Forgive and forget. We all try to live by this important maxim and in most circumstances our lives are enriched by adhering to this simple philosophy.
But there may come a time when repeatedly forgiving behavior that is cruel or violent is both fruitless and detrimental. When you find yourself caring deeply for someone who only returns love with abuse, you may be in an unhealthy, codependent relationship.
How can you tell if you’re in a codependent relationship? Take a moment to ask yourself if helping another is harming you.
Charity work, reciprocal favors among friends and family, care-taking of children ---these instances of caring leave one feeling useful, fulfilled and happy.
Continuously covering up another’s destructive behavior, making excuses for the unkind actions of a spouse, repeatedly forgiving abusive treatment ---these instances of caring leave one feeling angry, betrayed and depressed.
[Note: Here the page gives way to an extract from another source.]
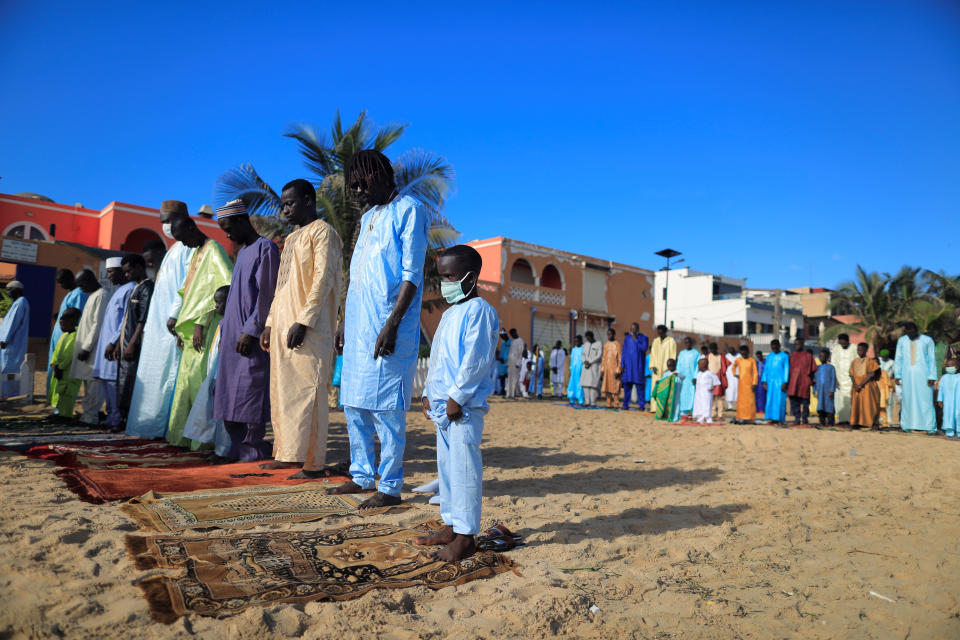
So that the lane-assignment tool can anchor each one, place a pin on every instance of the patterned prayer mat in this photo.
(224, 575)
(119, 454)
(242, 507)
(101, 485)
When helping a loved one leaves you trapped in a cycle of lies and abuse, you have progressed beyond a healthy, caring relationship to an unhealthy, codependent relationship.
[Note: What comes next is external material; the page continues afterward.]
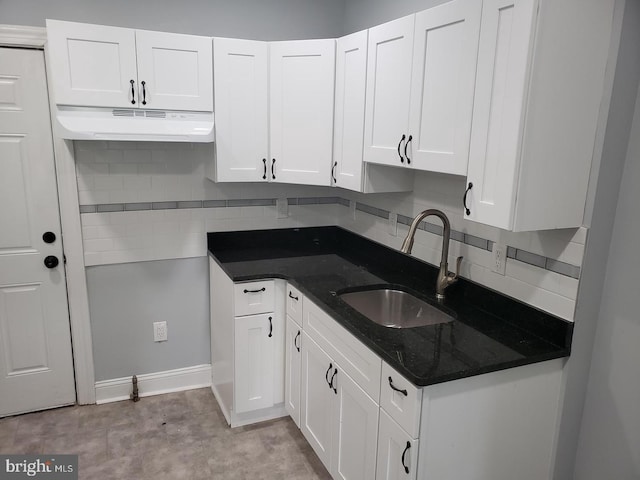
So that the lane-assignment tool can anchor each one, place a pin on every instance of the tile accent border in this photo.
(516, 254)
If you find yourself going to great lengths to please a spouse merely to avoid angry outbursts, if you routinely have to make excuses for him to his employer, if you have held your tongue rather than ‘start trouble’ by disagreeing with him, then your may be in a relationship with a man who is exploiting your natural tendency to be a peacemaker.
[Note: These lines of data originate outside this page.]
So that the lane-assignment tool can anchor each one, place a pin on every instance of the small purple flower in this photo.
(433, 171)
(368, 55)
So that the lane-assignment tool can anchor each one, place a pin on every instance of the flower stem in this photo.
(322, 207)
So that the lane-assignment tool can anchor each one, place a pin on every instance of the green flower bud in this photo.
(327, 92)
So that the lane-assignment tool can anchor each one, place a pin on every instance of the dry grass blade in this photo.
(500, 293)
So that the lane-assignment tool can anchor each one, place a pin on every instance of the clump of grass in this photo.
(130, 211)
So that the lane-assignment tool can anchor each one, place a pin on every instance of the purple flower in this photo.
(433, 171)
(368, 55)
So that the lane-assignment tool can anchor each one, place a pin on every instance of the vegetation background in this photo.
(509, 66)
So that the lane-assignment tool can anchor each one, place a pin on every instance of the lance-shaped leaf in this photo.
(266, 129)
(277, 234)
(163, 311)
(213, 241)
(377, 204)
The general inclination of most women to go that ‘extra mile’ to make a relationship work is usually laudable, but there may come a time when you need to decide if your commitment to a troubled man is endangering you or your children.
Sadly, many abusive men have had a difficult childhood and many loving women find themselves forgiving dangerous behavior in a sincere attempt to provide their spouse with the love he was deprived of years earlier.
Unfortunately, men with a tendency to abuse are instinctually drawn to women who will tolerate their behavior and who will err on the side of forgiveness and ‘second starts’.
Abuse comes in many forms and can be physical, mental, verbal, sexual or economic in nature. Abuse tends to escalate over time so an occasional shove may lead to frequent slaps, aggressive hair-pulling, violent shaking, blows with fists and eventually to the use of weapons.
Another form of abuse –that of verbal denigration – can ultimately be as devastating as physical blows. Years of unrelenting insults can shatter a person’s sense of self-esteem and confidence.
Women who are isolated and have no respite from verbal lashes can become depressed and may even consider suicide as the only escape from their situation.